Python Multithreading

1. Multithreading Module#

The main support for threads in Python is provided by the threading module.

threading Module#

Common functions in the threading module:

threading.current_thread(): Returns the current thread object.
threading.enumerate(): Returns a list of currently running threads. "Running" refers to threads that have started but not yet finished, excluding those that have not started or have terminated.
threading.active_count(): Returns the number of currently running threads, which is the same as len(threading.enumerate()).

Thread Class#

Create a thread object using threading.Thread().

Main parameters:

threading.Thread(group=None, target=None, name=None, args=(), kwargs={}, *, daemon=None)

group Defaults to None, reserved for future extension of the ThreadGroup class.
target The callable object to be invoked by the run() method. Defaults to None, indicating no method needs to be called.
name The thread name. By default, a unique name is constructed in the format "Thread-N", where N is a small decimal number.
args A tuple of arguments to pass to the target function. Defaults to ().
kwargs A dictionary of keyword arguments to pass to the target function. Defaults to {}.
daemon Indicates whether the thread is a daemon thread.

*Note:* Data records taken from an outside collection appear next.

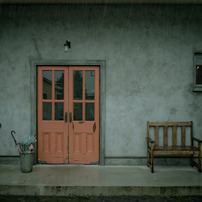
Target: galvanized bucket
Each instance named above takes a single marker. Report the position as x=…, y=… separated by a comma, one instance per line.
x=26, y=161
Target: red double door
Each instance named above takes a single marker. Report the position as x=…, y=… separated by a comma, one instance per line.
x=68, y=114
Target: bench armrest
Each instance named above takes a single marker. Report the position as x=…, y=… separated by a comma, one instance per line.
x=198, y=140
x=150, y=140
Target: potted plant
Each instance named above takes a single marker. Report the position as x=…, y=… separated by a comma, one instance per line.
x=26, y=151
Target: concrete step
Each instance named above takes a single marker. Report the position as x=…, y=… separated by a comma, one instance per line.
x=83, y=180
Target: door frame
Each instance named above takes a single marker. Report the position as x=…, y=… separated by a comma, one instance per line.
x=33, y=94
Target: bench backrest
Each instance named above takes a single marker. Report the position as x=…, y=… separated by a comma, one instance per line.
x=174, y=127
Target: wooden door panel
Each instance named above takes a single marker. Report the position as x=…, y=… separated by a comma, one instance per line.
x=73, y=91
x=52, y=130
x=84, y=132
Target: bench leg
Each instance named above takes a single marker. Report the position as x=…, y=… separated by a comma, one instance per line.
x=192, y=160
x=152, y=162
x=147, y=158
x=199, y=159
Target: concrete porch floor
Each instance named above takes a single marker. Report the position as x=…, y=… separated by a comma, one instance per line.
x=83, y=180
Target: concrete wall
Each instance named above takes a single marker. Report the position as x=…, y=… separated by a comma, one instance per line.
x=148, y=49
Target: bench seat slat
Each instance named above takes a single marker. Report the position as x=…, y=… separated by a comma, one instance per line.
x=175, y=150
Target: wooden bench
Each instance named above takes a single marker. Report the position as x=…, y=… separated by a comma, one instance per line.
x=166, y=130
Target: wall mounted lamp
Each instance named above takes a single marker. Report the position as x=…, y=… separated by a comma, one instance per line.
x=67, y=46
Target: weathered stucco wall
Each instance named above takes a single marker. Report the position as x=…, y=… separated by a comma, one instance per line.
x=148, y=49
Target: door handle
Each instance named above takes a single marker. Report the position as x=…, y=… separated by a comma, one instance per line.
x=94, y=127
x=70, y=117
x=65, y=117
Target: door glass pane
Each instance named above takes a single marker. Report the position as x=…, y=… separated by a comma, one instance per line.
x=47, y=111
x=59, y=85
x=78, y=80
x=89, y=111
x=47, y=85
x=199, y=74
x=59, y=112
x=78, y=111
x=89, y=85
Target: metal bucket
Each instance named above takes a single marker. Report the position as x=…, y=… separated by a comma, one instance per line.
x=26, y=161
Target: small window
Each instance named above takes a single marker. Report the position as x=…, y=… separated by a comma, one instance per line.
x=198, y=72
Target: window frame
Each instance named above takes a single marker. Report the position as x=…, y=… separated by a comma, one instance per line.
x=196, y=87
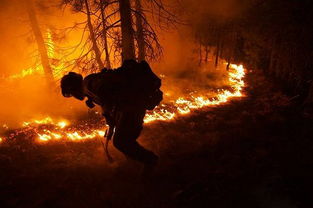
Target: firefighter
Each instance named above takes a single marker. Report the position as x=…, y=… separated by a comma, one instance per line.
x=122, y=112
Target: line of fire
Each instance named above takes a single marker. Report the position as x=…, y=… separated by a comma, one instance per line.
x=156, y=103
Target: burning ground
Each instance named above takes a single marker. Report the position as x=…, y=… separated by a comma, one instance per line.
x=47, y=128
x=252, y=151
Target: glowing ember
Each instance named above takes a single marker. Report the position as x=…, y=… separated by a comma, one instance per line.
x=47, y=120
x=48, y=129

Common Methods and Attributes of the Thread Class

run(): Method that represents the thread activity.
start(): Starts the thread activity.
join(*timeout=None*): Waits for the thread to terminate. This blocks the calling thread until the thread's join() method is called, it exits normally, or an unhandled exception is thrown, or an optional timeout occurs.
isAlive(): Returns whether the thread is active.
getName(): Returns the thread name.
setName(): Sets the thread name.
name: The name of the thread object.
setDaemon(): Sets whether the thread is a daemon thread.

2. GIL Lock#

GIL, the Global Interpreter Lock, is a feature unique to the CPython interpreter that allows only one thread to be executed by the CPU at any given time within a process.

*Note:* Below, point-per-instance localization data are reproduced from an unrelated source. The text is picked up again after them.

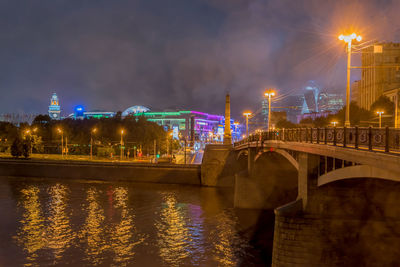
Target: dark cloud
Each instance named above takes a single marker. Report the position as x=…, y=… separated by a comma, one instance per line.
x=187, y=54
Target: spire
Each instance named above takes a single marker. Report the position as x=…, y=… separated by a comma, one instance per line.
x=227, y=133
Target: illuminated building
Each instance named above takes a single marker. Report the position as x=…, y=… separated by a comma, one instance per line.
x=80, y=113
x=196, y=127
x=17, y=118
x=134, y=110
x=330, y=102
x=380, y=74
x=54, y=108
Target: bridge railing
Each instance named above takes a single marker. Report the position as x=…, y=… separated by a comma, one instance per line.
x=382, y=139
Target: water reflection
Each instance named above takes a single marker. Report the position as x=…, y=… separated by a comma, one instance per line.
x=124, y=236
x=31, y=233
x=59, y=234
x=92, y=233
x=173, y=234
x=103, y=224
x=226, y=241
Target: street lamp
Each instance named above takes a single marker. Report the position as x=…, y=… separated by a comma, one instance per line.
x=94, y=130
x=247, y=114
x=348, y=39
x=184, y=153
x=380, y=117
x=269, y=93
x=62, y=141
x=121, y=144
x=34, y=130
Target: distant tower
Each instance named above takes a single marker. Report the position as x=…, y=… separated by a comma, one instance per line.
x=227, y=133
x=54, y=108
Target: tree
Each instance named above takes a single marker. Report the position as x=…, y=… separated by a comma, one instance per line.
x=16, y=147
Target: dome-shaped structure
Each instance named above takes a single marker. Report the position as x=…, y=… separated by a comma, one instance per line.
x=134, y=110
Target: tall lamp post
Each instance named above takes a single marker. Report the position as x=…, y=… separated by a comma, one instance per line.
x=93, y=131
x=380, y=117
x=269, y=93
x=348, y=39
x=62, y=141
x=121, y=144
x=247, y=114
x=28, y=132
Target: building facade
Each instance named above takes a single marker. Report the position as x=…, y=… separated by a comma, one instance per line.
x=380, y=72
x=194, y=126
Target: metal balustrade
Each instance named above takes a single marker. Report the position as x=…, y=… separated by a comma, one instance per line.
x=381, y=139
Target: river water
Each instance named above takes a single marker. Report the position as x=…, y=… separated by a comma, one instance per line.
x=80, y=223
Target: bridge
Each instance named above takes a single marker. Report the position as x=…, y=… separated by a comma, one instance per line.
x=328, y=187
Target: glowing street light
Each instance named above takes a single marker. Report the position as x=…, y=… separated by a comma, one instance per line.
x=348, y=39
x=62, y=141
x=93, y=131
x=247, y=114
x=380, y=117
x=269, y=93
x=121, y=144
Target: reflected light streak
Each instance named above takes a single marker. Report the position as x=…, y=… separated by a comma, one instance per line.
x=59, y=233
x=227, y=243
x=124, y=236
x=173, y=233
x=93, y=229
x=30, y=234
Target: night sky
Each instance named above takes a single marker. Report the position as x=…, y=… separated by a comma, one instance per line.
x=185, y=54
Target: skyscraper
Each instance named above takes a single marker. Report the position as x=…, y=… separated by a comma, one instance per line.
x=54, y=108
x=379, y=73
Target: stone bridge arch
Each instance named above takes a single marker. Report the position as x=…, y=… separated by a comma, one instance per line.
x=272, y=182
x=357, y=171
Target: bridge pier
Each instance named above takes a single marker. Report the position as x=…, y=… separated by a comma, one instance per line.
x=217, y=168
x=270, y=181
x=308, y=177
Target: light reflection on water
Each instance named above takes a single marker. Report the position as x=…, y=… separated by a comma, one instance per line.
x=123, y=224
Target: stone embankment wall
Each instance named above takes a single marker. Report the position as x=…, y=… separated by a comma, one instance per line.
x=151, y=173
x=348, y=223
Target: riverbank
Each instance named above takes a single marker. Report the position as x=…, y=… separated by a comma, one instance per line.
x=101, y=170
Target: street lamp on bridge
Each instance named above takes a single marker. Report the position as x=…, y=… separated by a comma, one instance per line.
x=247, y=114
x=380, y=117
x=348, y=39
x=93, y=131
x=62, y=141
x=269, y=93
x=121, y=144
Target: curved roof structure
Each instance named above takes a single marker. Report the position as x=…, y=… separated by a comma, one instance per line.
x=134, y=110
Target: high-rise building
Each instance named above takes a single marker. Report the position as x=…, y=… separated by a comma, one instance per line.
x=330, y=102
x=379, y=73
x=54, y=108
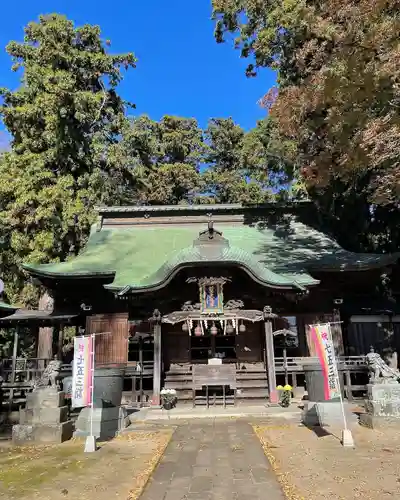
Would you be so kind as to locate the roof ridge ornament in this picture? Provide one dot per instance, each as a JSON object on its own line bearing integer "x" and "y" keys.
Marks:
{"x": 211, "y": 236}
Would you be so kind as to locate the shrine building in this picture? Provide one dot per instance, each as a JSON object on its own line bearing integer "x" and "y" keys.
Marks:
{"x": 173, "y": 287}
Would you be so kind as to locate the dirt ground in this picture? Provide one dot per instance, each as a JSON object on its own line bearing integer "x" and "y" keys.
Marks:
{"x": 312, "y": 464}
{"x": 119, "y": 469}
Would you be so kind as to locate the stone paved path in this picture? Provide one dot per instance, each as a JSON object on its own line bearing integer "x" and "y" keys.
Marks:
{"x": 213, "y": 460}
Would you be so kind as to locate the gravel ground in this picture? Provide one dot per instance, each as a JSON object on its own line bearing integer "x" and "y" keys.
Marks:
{"x": 311, "y": 464}
{"x": 118, "y": 470}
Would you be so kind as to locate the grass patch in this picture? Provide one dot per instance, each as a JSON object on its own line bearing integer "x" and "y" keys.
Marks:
{"x": 289, "y": 490}
{"x": 25, "y": 470}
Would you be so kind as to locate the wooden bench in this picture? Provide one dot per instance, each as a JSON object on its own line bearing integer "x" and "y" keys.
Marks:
{"x": 205, "y": 376}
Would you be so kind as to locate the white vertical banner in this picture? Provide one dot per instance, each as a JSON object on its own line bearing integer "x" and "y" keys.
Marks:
{"x": 82, "y": 372}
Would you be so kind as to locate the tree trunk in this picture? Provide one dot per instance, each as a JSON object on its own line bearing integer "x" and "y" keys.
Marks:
{"x": 45, "y": 337}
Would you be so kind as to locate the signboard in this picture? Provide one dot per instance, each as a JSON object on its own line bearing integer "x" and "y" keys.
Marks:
{"x": 82, "y": 371}
{"x": 322, "y": 339}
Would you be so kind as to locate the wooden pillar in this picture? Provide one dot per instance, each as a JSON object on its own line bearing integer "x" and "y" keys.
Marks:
{"x": 60, "y": 342}
{"x": 269, "y": 350}
{"x": 13, "y": 366}
{"x": 156, "y": 320}
{"x": 45, "y": 339}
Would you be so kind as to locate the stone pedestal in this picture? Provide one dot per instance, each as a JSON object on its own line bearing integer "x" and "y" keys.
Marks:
{"x": 44, "y": 420}
{"x": 108, "y": 420}
{"x": 327, "y": 413}
{"x": 382, "y": 406}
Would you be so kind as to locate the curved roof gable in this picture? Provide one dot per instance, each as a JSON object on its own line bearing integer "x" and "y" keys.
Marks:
{"x": 143, "y": 255}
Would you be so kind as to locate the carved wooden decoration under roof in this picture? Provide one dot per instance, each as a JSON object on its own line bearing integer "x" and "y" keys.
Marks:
{"x": 211, "y": 294}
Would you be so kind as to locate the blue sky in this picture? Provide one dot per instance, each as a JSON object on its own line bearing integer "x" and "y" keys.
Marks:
{"x": 181, "y": 69}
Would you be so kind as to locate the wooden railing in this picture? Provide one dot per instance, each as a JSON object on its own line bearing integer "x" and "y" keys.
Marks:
{"x": 353, "y": 369}
{"x": 297, "y": 363}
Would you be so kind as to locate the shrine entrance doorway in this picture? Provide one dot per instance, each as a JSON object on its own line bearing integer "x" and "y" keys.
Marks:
{"x": 204, "y": 347}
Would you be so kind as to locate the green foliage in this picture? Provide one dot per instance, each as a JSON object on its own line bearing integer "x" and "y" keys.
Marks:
{"x": 336, "y": 110}
{"x": 62, "y": 119}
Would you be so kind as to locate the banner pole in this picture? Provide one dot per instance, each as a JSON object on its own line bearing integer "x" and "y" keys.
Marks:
{"x": 347, "y": 437}
{"x": 90, "y": 445}
{"x": 92, "y": 388}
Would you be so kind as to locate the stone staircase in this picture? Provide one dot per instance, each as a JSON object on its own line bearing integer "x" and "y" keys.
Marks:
{"x": 252, "y": 383}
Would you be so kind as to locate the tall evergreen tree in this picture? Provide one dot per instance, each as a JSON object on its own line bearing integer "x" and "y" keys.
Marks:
{"x": 62, "y": 119}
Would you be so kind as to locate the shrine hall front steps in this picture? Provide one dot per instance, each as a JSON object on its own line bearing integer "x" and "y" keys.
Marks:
{"x": 251, "y": 379}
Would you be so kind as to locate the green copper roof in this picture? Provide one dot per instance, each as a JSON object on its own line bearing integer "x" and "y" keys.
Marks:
{"x": 146, "y": 256}
{"x": 7, "y": 307}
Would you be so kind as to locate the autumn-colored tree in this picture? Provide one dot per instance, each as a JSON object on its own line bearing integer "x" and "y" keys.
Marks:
{"x": 337, "y": 101}
{"x": 167, "y": 154}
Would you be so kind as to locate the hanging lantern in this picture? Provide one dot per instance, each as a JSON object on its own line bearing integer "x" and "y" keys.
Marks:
{"x": 197, "y": 331}
{"x": 213, "y": 330}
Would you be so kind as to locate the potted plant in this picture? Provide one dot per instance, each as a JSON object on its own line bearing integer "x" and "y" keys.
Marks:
{"x": 168, "y": 398}
{"x": 285, "y": 395}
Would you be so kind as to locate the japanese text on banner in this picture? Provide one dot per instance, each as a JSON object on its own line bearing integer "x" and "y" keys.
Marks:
{"x": 322, "y": 338}
{"x": 82, "y": 377}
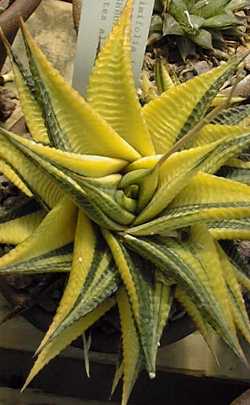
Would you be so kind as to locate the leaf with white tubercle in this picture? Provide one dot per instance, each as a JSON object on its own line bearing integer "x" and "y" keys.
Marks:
{"x": 177, "y": 262}
{"x": 79, "y": 128}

If a program wants to take advantage of the multi-core capabilities of a computer and allow the CPU to handle multiple tasks simultaneously, it is suitable to use multiprocessing development (even if resource overhead is high).

If a program does not utilize the multi-core capabilities of a computer, it is suitable to use multithreading development.

In common program development, computational operations need to use the CPU's multi-core advantages, while I/O operations do not need to utilize the CPU's multi-core advantages. Therefore, there is this saying:

For compute-intensive tasks, use multiprocessing, e.g., large data calculations [cumulative calculation example].
For I/O-intensive tasks, use multithreading, e.g., file reading and writing, network data transmission [downloading Douyin videos example].

Serial processing:

import time

start = time.time()

result = 0
for i in range(100000000):
    result += i
print(result)

end = time.time()

print("Time taken:", end - start)

Multithreading processing:

import time
import multiprocessing

def task(start, end, queue):
    result = 0
    for i in range(start, end):
        result += i
    queue.put(result)

if __name__ == '__main__':
    queue = multiprocessing.Queue()

    start_time = time.time()

    p1 = multiprocessing.Process(target=task, args=(0, 50000000, queue))
    p1.start()

    p2 = multiprocessing.Process(target=task, args=(50000000, 100000000, queue))
    p2.start()

    v1 = queue.get(block=True) # blocking
    v2 = queue.get(block=True) # blocking
    print(v1 + v2)

    end_time = time.time()

    print("Time taken:", end_time - start_time)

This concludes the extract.